Database searching with BLAST



In this this mini-exercise you will use the BLAST server at NCBI (The National Center for Biotechnology Information):

  1. Open the BLAST server at NCBI: http://blast.ncbi.nlm.nih.gov/Blast.cgi.

  2. Select "protein blast":

  3. Enter a random protein sequence that is 40 amino acids long in the sequence window.
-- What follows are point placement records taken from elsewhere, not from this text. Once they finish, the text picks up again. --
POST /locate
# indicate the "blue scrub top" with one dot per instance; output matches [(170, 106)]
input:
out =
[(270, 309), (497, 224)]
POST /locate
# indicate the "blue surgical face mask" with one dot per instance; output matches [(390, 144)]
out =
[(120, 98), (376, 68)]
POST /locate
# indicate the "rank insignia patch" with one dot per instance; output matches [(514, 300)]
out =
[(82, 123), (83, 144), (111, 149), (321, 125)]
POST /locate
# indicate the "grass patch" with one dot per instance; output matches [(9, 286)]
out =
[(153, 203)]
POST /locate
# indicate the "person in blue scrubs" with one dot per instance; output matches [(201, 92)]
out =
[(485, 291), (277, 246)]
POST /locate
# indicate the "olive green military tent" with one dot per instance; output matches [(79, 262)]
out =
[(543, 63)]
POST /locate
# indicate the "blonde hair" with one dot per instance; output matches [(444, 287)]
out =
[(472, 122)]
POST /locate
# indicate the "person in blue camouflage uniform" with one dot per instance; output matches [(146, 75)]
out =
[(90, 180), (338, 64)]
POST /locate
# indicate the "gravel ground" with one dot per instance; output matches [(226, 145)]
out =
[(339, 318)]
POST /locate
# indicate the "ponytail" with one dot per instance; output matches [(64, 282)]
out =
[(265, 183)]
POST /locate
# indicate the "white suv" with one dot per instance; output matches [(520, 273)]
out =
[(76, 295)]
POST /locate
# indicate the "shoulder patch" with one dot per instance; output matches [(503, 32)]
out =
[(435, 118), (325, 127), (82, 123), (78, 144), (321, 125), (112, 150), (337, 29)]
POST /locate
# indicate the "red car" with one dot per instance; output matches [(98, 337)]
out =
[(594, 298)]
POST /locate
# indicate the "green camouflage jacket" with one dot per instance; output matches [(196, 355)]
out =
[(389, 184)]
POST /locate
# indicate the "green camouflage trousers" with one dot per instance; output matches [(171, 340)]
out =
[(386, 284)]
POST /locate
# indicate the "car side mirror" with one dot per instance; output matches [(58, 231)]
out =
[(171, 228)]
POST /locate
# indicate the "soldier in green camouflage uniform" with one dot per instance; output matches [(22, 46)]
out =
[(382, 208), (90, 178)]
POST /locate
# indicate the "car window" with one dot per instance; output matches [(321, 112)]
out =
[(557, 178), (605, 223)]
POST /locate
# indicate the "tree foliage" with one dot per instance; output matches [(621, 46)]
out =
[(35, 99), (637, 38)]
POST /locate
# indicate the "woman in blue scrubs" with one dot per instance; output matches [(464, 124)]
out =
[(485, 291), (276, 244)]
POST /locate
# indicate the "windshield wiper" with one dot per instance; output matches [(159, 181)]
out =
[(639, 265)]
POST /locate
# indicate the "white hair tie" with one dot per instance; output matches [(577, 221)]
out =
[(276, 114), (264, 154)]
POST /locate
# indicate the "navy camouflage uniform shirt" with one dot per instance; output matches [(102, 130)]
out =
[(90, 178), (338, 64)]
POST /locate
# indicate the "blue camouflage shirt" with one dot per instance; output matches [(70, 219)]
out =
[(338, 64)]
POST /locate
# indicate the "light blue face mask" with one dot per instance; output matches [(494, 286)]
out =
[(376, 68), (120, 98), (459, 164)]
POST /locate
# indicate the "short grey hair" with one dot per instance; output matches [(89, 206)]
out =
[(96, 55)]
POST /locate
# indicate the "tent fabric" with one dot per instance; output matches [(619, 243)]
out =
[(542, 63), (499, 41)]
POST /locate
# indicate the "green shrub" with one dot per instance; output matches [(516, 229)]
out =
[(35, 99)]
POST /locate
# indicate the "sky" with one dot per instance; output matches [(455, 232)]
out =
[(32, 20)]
Make sure to write the sequence in fasta format (recall: name line begins with ">").

  4. Select "Show results in a new window", and then search the database by clicking the big BLAST button:

  5. Did BLAST report any results? Close the results window and return to the windows where you have the search page.

  6. You will now try to run the same search but this time you will get BLAST to report all database hits with E-values up to 1000:

    First, click the triangle labeled "Algorithm parameters" at the bottom of the BLAST search page, then change the value in the now acessible "Expect threshold" window to 1000, and finally click the BLAST button to run the search again:

  7. Did BLAST report any results this time? Are the hits significant? (what are the E-values?)

  8. Now, set the E-value cutoff to the default value again (10), clear the sequence window (you can click the button labeled "clear" next to the window, or simply delete the sequence), and then copy and paste the sequence below into the window instead:
    >unknown
    MATGSRTSLLLAFGLLCLPWLQEGSAFPTIPLSRLFDNAMLRAHRLHQLAFDTYQEFE
    EAYIPKEQKYSFLQNPQTSLCFSESIPTPSNREETQQKSNLELLRISLLLIQSWLEPV
    QFLRSVFANSLVYGASDSNVYDLLKDLEEGIQTLMGRLEDGSPRTGQIFKQTYSKFDT
    NSHNDDALLKNYGLLYCFRKDMDKVETFLRIVQCRSVEGSCGF
    

  9. Again search the database using BLAST. Do you get significant hits this time? Based on the hits can you predict the function of this unknown protein sequence? Predicting the function of un-characterised proteins by finding similar, known proteins in the database, is probably the single most important bioinformatics method!